I can't really call myself a blogger since I'm not a regular writer/contributor to this blogspot. I usually just write about trips, family, holidays, and other major events in my life. This isn't one of those. I'm writing about finding a blogger who connects with me. Her blog is called "Cancer Bitch," and I discovered it after hearing her on NPR.
"Oh, my god, that's my writing teacher!" I said out loud as I stared at the little portable radio on the table in kitchen of our new apartment. I recognized her voice before it sunk in that she WAS the Cancer Bitch. I knew she sometimes contributed to NPR with little essays about food, feminism, and life. The topic that day was much more personal and a little frightening, but still detailed with the same humor and insight found in her other essays.
She must have been diagnosed with the big "C" while we were living in Seattle. (I just realized that I have trouble saying and even typing that word. Is that why she's chosen the pseudonym Cancer Bitch to show it's not a death pronouncement and that you don't have to take situation lying down?) Her blog records her feisty acceptance of her situation.

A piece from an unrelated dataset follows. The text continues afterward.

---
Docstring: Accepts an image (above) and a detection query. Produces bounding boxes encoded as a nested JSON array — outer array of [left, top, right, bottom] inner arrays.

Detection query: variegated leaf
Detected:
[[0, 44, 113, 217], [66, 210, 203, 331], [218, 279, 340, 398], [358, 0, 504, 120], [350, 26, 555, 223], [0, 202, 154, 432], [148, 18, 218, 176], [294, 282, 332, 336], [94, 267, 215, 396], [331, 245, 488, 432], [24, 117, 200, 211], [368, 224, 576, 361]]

I could never share such a truamatic experience so publicly. But how would she keep chemo a secret? Her hair loss, pictured on www.cancerbitch.blogspot.com, gives testament to her membership into a new club. And does belonging to this new club not only change her identity but her focus and perspective as a writer? She's not just the Jewish feminist writer/teacher I knew five years ago. And then I discover while reading past posts that she got married while I was away from Chicago. That makes me happy. I guess that puts her in the married Jewish Feminist writers with cancer club.